On Sunday, as we head home, we do a postmortem. We didn’t check our emails, or post photos on or scroll through social media all weekend. Countless Pokémon went uncaught, friends and family went untexted, and all the maps we consulted were paper.
“I think we should do a trip like this every year,” Dante B says, putting in his ear buds as we near home. “But I’m going to listen to a podcast now.”
IF YOU GO...
Castaway Caboose (Durbin). You can board the Durbin Rocket, a steam train that drops off you and your fully renovated Wabash Railroad caboose (with bathroom facilities and fridge and cooking area) in a remote area by the Greenbrier River, with no cell service. The caboose holds up to six people. $330 for first night, $225 for second night, $190 for third night. 304-636-9477. mountainrailwv.com.
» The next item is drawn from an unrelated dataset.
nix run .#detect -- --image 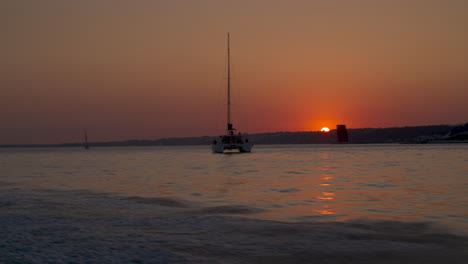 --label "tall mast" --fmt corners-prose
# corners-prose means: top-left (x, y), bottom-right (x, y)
top-left (227, 33), bottom-right (232, 132)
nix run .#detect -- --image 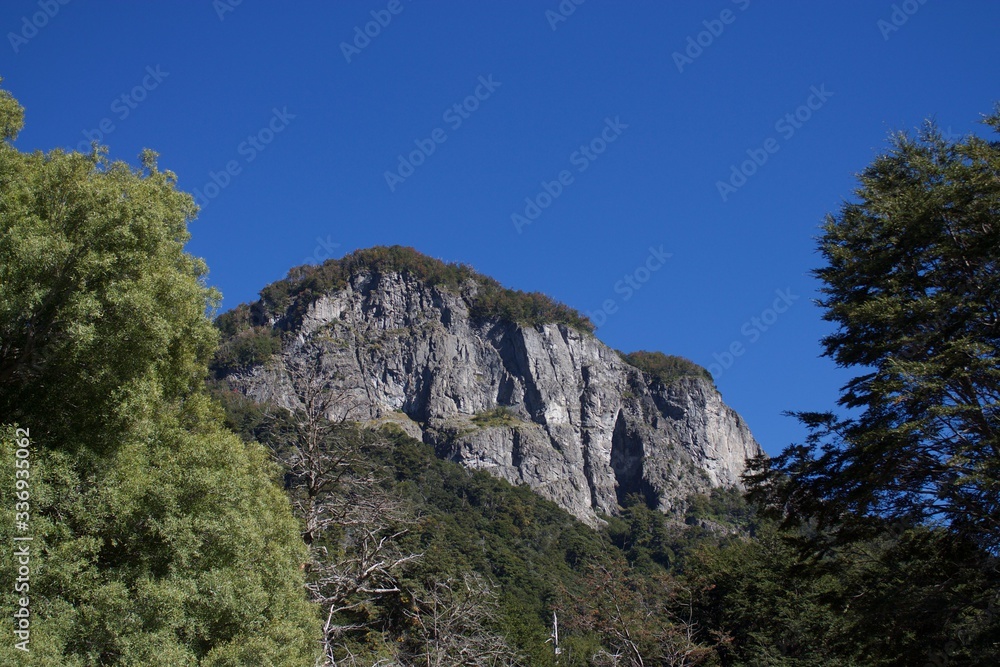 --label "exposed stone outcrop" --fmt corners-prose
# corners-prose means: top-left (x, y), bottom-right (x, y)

Lost River State Park (Mathias). The park has four-person Legacy cabins that range from $109 to $119 per night Sunday through Thursday, $119 to $139 on Friday and Saturday. There are also Legacy cabins for two, three, six and eight people. There are 11 other Classic or Vacation cabins with more modern construction that are available year-round. Cell service is unreliable; cabins are wired for WiFi (though if the password ends up in the campfire, so be it). 304-897-5372. wvstateparks.com.
Big Bend Campground (Cabins). This seriously off-the-grid campground in the gorgeous Smoke Hole Canyon in Monongahela National Forest is a favorite for fishing – it sits by the South Branch of the Potomac River – and hiking. Its 46 sites are available from April through late October. Camping fees range from $22 to $40 a night, with bathroom and shower facilities. 877-444-6777. recreation.gov.